Adding to the crypto optimism are some mainstream analysts’ thoughts, who see a possibly impending stock market correction eventually weighing down cryptos due to historical correlations between the two asset classes. If so, the weak hands can finally be flushed out of the digestive system, allowing the virtual currency sector to have room to gobble up purely bullish sentiment.
Still, here’s my concern. From peak to trough, the market cap for digital assets dropped 36%. That’s a sizable correction but nothing truly out of the ordinary for the segment. Let’s face it, coins and tokens have been known to drop 80% or more, which is why you shouldn’t get overconfident on these popular cryptos.
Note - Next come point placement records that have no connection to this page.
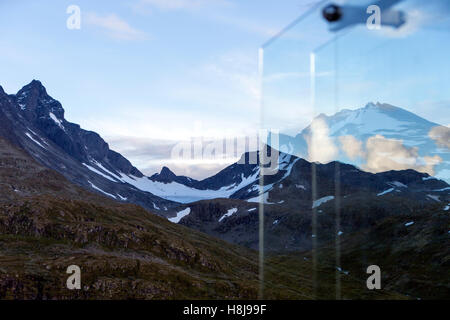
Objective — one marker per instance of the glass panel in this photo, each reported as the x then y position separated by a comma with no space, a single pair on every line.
366,110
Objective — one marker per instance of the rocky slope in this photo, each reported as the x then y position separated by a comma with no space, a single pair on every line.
34,121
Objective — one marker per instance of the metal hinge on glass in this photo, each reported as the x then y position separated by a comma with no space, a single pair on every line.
343,16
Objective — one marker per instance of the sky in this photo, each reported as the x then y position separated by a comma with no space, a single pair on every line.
146,74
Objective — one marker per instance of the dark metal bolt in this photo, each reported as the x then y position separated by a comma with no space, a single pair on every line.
332,13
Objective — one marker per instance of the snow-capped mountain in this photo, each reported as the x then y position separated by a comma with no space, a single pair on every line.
35,121
361,136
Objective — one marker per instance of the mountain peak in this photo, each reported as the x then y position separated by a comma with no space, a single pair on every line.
35,102
34,85
166,173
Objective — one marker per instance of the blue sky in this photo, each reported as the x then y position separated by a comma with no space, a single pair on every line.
146,73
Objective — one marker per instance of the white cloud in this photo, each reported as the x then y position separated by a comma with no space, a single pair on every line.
320,145
351,146
181,4
441,135
385,154
115,27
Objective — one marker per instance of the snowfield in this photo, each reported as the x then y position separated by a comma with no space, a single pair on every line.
180,215
320,201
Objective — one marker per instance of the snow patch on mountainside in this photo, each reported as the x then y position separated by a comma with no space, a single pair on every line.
180,215
34,140
104,192
385,191
229,213
320,201
98,172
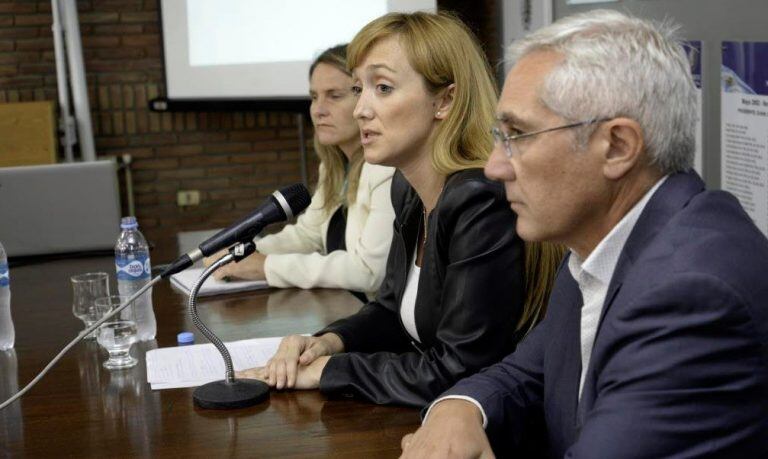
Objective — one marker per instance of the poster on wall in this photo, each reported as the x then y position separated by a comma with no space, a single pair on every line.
693,50
744,126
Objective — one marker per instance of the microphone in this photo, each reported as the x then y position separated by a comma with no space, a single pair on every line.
282,205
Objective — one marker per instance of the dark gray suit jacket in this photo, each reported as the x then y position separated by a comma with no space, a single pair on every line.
679,366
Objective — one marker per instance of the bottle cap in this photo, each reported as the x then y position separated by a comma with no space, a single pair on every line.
129,223
185,338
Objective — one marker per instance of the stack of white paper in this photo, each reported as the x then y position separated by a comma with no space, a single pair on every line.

More than ever, it’s vital that you perform your due diligence. Obviously, cryptos represent a highly emotional sector and it feels great to be part of a broader narrative. I get it. But that’s also how dangerous cults start. Therefore, it’s important to make decisions based on how you feel about the asset, not what anybody else thinks.
7 Cryptos to Watch: Bitcoin (BTC-USD)
It only takes a few months for the narrative to change completely in cryptos — just recall the Bitcoin sentiment last year. As BTC-USD was reaching toward record highs in November, many internet pundits called for a quick rise to $100,000: the holy of holies in terms of crazy BTC-USD price targets that no longer sound all that wild.
But it wasn’t just random self-appointed YouTube finance gurus that were pumping up Bitcoin and the cryptos sector. As FXEmpire reported in September 2021, analysts from British bank Standard Chartered predicted that BTC-USD would hit $100,000 soon. Other prominent thought leaders stated that BTC-USD could top the milestone by the end of the year.
Obviously, these projections did not come to pass, which is why you should be careful about recent reports of BTC-USD possibly recovering from this corrective lull. Honestly, it’s the same garbage when it comes to cryptos: when they’re up, they’ll go up, when they’re down, they’ll go up, when they’re sideways, they’ll go up.
It’s toxic positivity personified.
Personally, my take is that this lingering in the low-$40,000 range is not helpful, mainly because you don’t earn dividends (in the traditional sense) with Bitcoin. Therefore, if we don’t see upside momentum soon, don’t be surprised at yet another downturn.
Ethereum (ETH-USD)
Like clockwork, whenever people present enormous upside targets for Bitcoin, Ethereum is a natural, logical downwind beneficiary. Representing the backbone of utilitarian blockchain-based applications, the underlying digital asset ETH-USD generates organic interest. And as the second-biggest coin by market cap, wherever BTC-USD goes, so too goes ETH-USD.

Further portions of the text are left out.